Today's readings present the prophet Isaiah's vision of a vast gathering of peoples from all the nations on the holy mountain of God. Yet, only a few would be selected as priests and Levites.
Luke's Gospel parallels Isaiah's vision, noting that people from the "east and the west and from the north and the south" would recline at the table of the kingdom of God, but many would be left outside the gate to wail and grind their teeth.
It's a paradox I have struggled with from time to time: How is it possible that an unconditionally loving God calls everyone to be saved when the Scriptures are equally clear that the call does not guarantee entry?

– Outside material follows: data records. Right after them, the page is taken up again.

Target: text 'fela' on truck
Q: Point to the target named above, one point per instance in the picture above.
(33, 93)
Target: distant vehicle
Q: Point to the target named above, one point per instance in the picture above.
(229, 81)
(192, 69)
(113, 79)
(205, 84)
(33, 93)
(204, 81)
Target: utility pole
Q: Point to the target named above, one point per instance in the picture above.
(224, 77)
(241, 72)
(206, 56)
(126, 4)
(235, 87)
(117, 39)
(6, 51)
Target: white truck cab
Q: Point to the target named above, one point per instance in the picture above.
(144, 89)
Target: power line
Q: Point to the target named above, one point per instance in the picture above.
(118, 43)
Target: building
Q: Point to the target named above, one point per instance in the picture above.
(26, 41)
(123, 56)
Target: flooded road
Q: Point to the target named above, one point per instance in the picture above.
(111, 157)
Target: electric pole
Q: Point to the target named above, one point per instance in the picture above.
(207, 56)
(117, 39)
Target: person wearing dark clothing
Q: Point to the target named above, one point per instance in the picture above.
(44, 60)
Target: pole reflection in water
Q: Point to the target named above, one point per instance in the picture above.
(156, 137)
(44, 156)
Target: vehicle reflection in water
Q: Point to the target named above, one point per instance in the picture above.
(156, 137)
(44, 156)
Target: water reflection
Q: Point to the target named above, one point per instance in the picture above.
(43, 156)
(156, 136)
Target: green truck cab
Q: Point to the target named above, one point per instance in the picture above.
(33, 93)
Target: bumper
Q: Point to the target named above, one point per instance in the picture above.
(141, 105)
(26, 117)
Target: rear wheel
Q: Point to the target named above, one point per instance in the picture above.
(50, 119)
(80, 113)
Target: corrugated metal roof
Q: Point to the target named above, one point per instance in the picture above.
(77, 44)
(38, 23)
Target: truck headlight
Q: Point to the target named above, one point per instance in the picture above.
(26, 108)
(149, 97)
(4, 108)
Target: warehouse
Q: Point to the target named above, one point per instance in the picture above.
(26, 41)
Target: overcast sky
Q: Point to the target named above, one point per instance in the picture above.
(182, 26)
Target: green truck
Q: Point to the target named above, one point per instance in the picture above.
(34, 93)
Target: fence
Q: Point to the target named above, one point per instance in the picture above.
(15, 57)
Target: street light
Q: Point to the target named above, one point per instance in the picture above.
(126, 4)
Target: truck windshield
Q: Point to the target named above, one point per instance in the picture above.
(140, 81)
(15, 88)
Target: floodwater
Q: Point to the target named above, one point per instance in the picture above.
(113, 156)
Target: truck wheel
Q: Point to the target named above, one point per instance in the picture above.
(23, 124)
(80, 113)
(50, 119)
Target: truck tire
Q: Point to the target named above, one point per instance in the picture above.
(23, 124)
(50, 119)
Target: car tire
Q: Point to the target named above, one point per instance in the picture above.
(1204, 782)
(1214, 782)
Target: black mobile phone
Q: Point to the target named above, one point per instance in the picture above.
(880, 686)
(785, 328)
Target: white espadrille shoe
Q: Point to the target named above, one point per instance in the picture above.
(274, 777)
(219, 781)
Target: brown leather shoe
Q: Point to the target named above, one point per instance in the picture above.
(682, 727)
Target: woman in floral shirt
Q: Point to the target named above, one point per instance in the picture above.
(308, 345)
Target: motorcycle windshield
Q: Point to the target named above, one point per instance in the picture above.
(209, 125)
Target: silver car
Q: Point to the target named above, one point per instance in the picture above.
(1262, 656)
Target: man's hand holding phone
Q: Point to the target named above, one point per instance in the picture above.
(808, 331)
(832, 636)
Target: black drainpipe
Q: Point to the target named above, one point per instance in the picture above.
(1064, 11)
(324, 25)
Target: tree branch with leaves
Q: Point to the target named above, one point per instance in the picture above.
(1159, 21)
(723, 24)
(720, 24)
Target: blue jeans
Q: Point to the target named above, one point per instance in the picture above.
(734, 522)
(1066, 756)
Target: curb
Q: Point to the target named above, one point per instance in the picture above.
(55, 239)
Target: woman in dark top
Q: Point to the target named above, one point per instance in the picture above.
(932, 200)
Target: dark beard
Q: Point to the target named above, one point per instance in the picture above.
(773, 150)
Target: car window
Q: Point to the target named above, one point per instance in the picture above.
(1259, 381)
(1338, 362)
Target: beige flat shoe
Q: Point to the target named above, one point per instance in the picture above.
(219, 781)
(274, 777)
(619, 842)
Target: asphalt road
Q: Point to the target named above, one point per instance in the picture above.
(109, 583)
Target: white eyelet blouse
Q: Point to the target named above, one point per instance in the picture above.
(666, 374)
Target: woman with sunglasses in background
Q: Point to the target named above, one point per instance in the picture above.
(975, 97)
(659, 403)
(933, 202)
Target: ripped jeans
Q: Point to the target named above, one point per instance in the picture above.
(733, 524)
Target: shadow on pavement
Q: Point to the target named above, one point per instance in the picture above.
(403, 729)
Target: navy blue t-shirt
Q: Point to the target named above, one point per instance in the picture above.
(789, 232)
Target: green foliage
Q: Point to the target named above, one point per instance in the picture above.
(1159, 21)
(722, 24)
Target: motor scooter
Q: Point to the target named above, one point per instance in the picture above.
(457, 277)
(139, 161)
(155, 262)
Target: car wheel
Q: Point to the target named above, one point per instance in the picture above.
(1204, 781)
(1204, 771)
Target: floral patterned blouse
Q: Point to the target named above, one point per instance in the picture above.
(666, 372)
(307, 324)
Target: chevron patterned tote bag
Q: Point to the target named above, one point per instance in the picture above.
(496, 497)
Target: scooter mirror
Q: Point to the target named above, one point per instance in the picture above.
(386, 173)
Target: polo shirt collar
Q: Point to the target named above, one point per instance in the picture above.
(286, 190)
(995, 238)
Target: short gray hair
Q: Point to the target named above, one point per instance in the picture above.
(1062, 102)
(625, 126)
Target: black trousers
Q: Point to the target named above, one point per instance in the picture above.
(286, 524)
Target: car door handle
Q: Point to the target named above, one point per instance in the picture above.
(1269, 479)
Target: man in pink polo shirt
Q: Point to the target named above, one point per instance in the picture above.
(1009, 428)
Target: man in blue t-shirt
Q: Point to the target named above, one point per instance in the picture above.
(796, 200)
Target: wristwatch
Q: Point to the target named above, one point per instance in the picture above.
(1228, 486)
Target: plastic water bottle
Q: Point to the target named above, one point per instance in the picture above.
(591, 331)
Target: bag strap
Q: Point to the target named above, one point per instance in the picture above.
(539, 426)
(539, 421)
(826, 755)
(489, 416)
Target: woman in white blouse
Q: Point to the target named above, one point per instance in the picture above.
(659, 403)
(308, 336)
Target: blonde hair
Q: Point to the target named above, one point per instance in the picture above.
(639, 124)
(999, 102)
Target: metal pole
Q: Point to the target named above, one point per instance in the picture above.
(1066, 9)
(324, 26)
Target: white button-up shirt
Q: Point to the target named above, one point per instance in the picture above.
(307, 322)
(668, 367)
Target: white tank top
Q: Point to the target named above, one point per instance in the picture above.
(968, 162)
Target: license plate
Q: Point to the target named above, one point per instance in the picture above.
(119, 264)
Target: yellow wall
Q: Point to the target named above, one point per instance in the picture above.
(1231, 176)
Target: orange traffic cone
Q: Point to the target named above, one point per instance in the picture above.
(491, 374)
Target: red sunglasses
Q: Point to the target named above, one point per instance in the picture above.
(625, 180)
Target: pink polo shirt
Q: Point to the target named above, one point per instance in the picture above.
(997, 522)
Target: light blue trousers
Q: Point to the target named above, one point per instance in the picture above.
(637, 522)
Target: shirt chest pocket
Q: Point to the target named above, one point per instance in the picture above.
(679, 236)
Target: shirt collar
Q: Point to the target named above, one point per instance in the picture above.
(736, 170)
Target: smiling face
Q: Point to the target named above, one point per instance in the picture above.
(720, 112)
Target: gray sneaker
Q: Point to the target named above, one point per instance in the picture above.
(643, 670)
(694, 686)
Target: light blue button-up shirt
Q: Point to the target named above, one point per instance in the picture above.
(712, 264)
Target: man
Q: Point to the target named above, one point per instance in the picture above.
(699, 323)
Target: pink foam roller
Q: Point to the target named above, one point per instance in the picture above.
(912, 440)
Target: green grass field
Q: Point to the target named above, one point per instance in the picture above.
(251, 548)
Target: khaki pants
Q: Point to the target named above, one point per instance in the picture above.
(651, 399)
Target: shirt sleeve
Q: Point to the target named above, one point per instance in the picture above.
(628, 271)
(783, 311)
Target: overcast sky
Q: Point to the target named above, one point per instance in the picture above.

The epistle to the Hebrews provides a key to this paradox. God's love, freely given, also makes demands on me, which I don't particularly welcome but which are for my ultimate good. This discipline -- the "narrow gate" to which Jesus refers -- most often takes the form of the various trials and challenges in my life. If I reject God's discipline and training, I'm trading away God's great gift, the "peaceful fruit of righteousness," for my short-term comfort. And on second thought, that doesn't sound like a good trade to me.
In what ways am I being trained and disciplined by the present circumstances of my life? How can I view these trials as beneficial training and discipline from a loving God?
SCRIPTURE TO BE ILLUSTRATED:
"Strive to enter through the narrow gate" (Luke 13:24).